The news that Google will not build any alternate identifiers to track individuals as they browse across the web, and crucially, that their products will not support any identifiers in the bidstream in future, put the industry into a spin.
To help inject some calm into the chaos, we held a customer-only event to discuss the full implications of Google’s unified ID announcement, the options available to publishers and advertisers, and the value of building relationships with first-party data owners.
We were joined by Stephanie Layser, VP of Advertising Technology & Operations at News Corp, and our CEO & co-founder at Permutive, Joe Root, for a fireside chat on the future of advertising on the Open Web.
Here are some of highlights from the session:
Activate and invest in first-party data: As browsers continue to push for privacy, albeit for varying reasons, “publishers should continue to invest in first party data,” said Stephaine Layser. And added that Apple’s anti-tracking approach is “more opportunistic for publishers,” when compared to Google, because it means “publisher data becomes even more powerful, [as] there’s not a company that can collect and correlate that data across domain.”

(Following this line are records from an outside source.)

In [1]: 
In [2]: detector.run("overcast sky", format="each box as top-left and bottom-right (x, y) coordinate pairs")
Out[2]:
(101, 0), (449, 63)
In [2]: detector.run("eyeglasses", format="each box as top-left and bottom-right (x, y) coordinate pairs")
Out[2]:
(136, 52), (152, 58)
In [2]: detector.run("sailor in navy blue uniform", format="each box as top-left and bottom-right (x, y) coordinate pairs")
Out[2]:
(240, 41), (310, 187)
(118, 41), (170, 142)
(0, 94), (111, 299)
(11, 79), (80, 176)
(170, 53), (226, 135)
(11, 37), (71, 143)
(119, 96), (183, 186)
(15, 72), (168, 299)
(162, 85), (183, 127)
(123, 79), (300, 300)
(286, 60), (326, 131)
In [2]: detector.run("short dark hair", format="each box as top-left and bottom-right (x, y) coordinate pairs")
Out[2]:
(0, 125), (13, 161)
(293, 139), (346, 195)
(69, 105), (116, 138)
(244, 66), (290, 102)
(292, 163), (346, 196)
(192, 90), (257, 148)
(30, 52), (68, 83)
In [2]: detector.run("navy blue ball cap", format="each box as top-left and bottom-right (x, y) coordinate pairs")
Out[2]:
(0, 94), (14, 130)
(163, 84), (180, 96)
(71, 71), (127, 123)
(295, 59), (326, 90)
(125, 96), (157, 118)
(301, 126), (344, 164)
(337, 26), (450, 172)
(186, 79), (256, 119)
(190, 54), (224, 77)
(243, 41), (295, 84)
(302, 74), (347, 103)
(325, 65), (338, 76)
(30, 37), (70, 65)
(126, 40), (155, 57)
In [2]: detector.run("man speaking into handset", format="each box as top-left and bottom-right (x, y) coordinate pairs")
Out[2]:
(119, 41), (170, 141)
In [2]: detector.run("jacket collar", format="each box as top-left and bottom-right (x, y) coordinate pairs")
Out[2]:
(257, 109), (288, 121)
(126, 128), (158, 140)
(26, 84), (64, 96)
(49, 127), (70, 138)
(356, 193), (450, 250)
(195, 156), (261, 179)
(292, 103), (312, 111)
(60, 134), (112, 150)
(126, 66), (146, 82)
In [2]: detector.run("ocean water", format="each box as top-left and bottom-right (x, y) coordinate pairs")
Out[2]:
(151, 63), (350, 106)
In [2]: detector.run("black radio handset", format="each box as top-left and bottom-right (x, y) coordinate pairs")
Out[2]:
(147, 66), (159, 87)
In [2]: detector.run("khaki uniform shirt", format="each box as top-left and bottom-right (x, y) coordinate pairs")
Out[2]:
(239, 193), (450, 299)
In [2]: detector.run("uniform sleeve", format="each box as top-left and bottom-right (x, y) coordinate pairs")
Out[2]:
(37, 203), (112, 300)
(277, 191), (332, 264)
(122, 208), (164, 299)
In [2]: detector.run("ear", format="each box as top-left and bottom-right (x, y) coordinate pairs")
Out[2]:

Support ID-less solutions, such as cohorts: Publisher first-party data adds a layer of nuance to cohort-based targeting, in a privacy-compliant way. For example, a senior business decision maker on The Wall Street Journal would have different interests to a senior business decision maker on Business Insider. Layser said: “If the publisher can send that signal into the open exchange, it doesn’t risk data leakage because there’s no ID. You can’t repurpose that elsewhere across the internet,” said Layser. “It’s a publisher-driven cohort model,” she said. “Both Prebid, News Corp, as well as Permutive, are very interested in those types of proposals running through the ecosystem today.”
Don’t panic: Joe Root advised publishers to see this as an opportunity. “This problem that brands are now starting to recognize around identity not being in the bidstream, publishers have actually been thinking for two years — building out their data strategies,” he said. Publishers “have the ingredients, the engagement, the data, and the identity.”
To end the discussion, Layser gave publishers a call to action: “This is going to rapidly evolve in the next year, and we’re all going to have to make a lot of hard decisions. We have an opportunity to take back the ecosystem — it’s just a matter of moving the chess pieces correctly.”